De belangrijkste evolutie ligt bij het gebruik van de ' barrique'van Franse eik waarin de malolactische gisting kan plaatsvinden en waarin de wijn een 12 tot 15 maand verblijft voor verdere veroudering. Bovendien zal dit type houten barrique bijdragen tot kleurfixatie en extra houttoetsen aan het aromatisch spectrum van de wijn toevoegen. Door de tijd dat de wijn vertoeft in houten vaten te verkorten zal hij frisser zijn en een zachtere aangename smaak verwerven. Het is immers niet de bedoeling om het geurpallet van nebbiolo te doen verdwijnen door het overvloedig houtgebruik. Een juist gebruik en een correcte dosage is van essentieel belang! Na een kort verblijf in grotere houten vaten van 1500 liter om te voldoen aan de wetgevende DOCGregels van twee jaar rijping, wordt de wijn overgeheveld naar inox tanks, of reeds gebotteld om verdere rijping te ondergaan op fles. Deze nieuwe aanpak heeft voor sommige wijnboeren zoals Gaja een groot aanzien opgebouwd met hoge prijzen tot gevolg! Nochtans zijn deze vernieuwingen niets minder dan een verdere evolutie in de productietechnieken. Het gevolg was het ontstaan van twee groepen met een verschillende filosofie die de traditionalisten en de modernisten worden genoemd.

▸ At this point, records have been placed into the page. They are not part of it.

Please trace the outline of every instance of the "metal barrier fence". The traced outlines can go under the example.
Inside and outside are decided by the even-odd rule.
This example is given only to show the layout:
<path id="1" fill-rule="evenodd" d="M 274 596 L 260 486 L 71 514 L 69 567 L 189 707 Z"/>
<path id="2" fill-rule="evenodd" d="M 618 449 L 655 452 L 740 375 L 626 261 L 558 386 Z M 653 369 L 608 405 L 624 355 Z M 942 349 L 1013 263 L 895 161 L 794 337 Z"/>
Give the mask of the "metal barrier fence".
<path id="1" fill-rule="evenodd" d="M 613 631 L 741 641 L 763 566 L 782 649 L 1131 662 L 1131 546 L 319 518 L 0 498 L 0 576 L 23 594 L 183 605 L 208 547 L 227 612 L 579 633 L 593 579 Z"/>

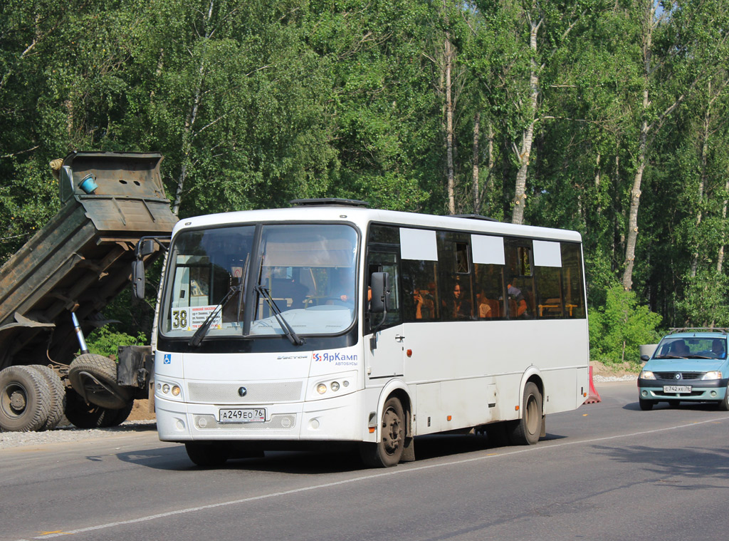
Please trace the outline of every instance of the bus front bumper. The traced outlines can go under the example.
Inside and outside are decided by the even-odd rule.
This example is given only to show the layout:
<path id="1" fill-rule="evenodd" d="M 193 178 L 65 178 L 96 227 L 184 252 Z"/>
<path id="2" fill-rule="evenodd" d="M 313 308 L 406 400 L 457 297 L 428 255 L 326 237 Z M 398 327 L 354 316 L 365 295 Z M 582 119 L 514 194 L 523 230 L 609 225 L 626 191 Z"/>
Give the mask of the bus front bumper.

Barolo gemaakt op traditionele wijze kan als volgt beschreven worden : ...licht gekleurd, oranje gekleurd aan de rand, teerachtig, drogende tannine ..., geliefd bij de oude garde die ervan overtuigd is dat een echte barolo ' ondrinkbaar'is wanneer hij pas is gemaakt en pas na vele jaren rijping op fles echt kleur bekent ! Een barolo gemaakt door een modernist omschrijven we best als ...diep getint, purper aan de rand, rijkelijk fruitig en zelfs met een rijke eiksmaak, met toetsen van zowat alles gaande van leder, soja, truffels, vlees, pimentbes en kersenlikeur tot potlood, ceder, rook, aarde en vanille ... Aan elkeen de keuze.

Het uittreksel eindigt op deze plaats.